Dienstag, 9. November 2010

Nachmittag

Was ist der Nachmittag?
Kaffee und Kuchen
Kinder und Geschrei
Abwehr des Lebens
vom Morgen und vom Abend
davor und danach

Schwebe
Energie verbraucht
aber nicht ganz
Nicht mehr ganz da
noch nicht ganz weg
Traurigkeit, die sich einfrisst
in die Haut, den Kopf
den Unterleib
Wann ist der Tag zu Ende
wann das Leben
Wann aber fängt es an?

Fernsehen: Fenster zur Welt
Soll ich meinen Körper salben?
Abwehrsalbe oder Einziehsalbe?
Wo tut es weh? Wo sieht man es?
Soll man es sehen? Dürfen?
Alles geht im Fernsehen.

Einmal war ich im Fernsehen.
Da war ich stolz.
Da war ich wer. Wer?
Da war ich sichtbar.
Aber ich war nicht zufrieden.
Mit mir im Fernsehen.

Nachmittag - Bügelbrett
Herbst, Wolken, der Himmel steht
die Sonne ist sonstwo
Vielleicht auf den Fidschi-Inseln
im seichten Wasser bei Korallen
und bunten Fischen
Fische in Fidschi
Vielleicht in mir,
aber ich packe sie nicht aus, die Sonne.

Ich habe
viele Möglichkeiten und fürchte mich
Das ist genaugenommen gut
denn es ist genau jetzt.
Zufriedenheit und Unzufriedenheit
sind gut. Sie sind dasselbe.
Ich bin du. Du bist das Licht
und das Licht ist der Fisch und
der Fisch ist der Fischer und der
Fischer ist das Meer und das Meer
ist das Salz und das Salz
ist die Erde und die Erde ist
die Luft und die Luft ist
alles und alles ist auch ich.
Ich bin alles. Alles ist ich.
Und mein Stift wird langsam leer.
Ich kann es sehen, denn die Hülle ist durchsichtig.

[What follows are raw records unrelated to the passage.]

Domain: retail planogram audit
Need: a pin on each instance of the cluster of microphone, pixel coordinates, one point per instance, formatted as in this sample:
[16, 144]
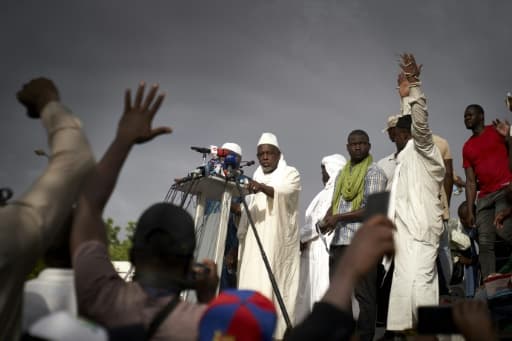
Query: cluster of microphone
[218, 162]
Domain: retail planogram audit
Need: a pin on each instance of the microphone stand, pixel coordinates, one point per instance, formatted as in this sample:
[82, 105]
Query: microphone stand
[265, 259]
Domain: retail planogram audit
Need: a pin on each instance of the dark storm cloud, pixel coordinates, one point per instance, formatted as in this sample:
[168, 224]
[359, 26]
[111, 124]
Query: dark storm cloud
[310, 71]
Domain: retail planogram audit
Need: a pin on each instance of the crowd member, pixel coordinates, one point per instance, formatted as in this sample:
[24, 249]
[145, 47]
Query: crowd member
[485, 160]
[31, 222]
[415, 206]
[469, 257]
[445, 262]
[473, 320]
[314, 258]
[355, 182]
[238, 315]
[228, 276]
[162, 252]
[388, 163]
[54, 287]
[331, 318]
[274, 210]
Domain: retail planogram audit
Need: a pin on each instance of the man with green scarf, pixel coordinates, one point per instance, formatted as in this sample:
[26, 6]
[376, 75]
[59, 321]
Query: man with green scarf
[356, 181]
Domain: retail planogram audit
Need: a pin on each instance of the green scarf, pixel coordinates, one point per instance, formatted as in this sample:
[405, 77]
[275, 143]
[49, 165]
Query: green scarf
[350, 184]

So ist der Nachmittag: Eine Gelstiftmine, die schrumpft, und man kann dabei zuschauen.

1 Kommentar:

Anonym hat gesagt…

Überall Trennwände und Trennscheiben: Abwehrschilde, Körpergrenzen, Fernsehbildschirme, Bügelbretter, Packpapier, Plastikhüllen. Aber dennoch fließt da vieles hin und her und durch und weg. Ineinander geht es über, und das kommt einem sehr schön entgegen. Noch schöner ist, dass das Ich so sehr hinter sich her ist, neugierig und aufmerksam. Was hier zur Neige geht, ist nur der Blick, nicht das Auge des Ichs. Wenn es alles ist, kann es alles sein. Es scheint auf dem Weg zu sein, auch wenn es die Härte des Wegs nicht verleugnet. Wenn es so sein soll, dann sei es so.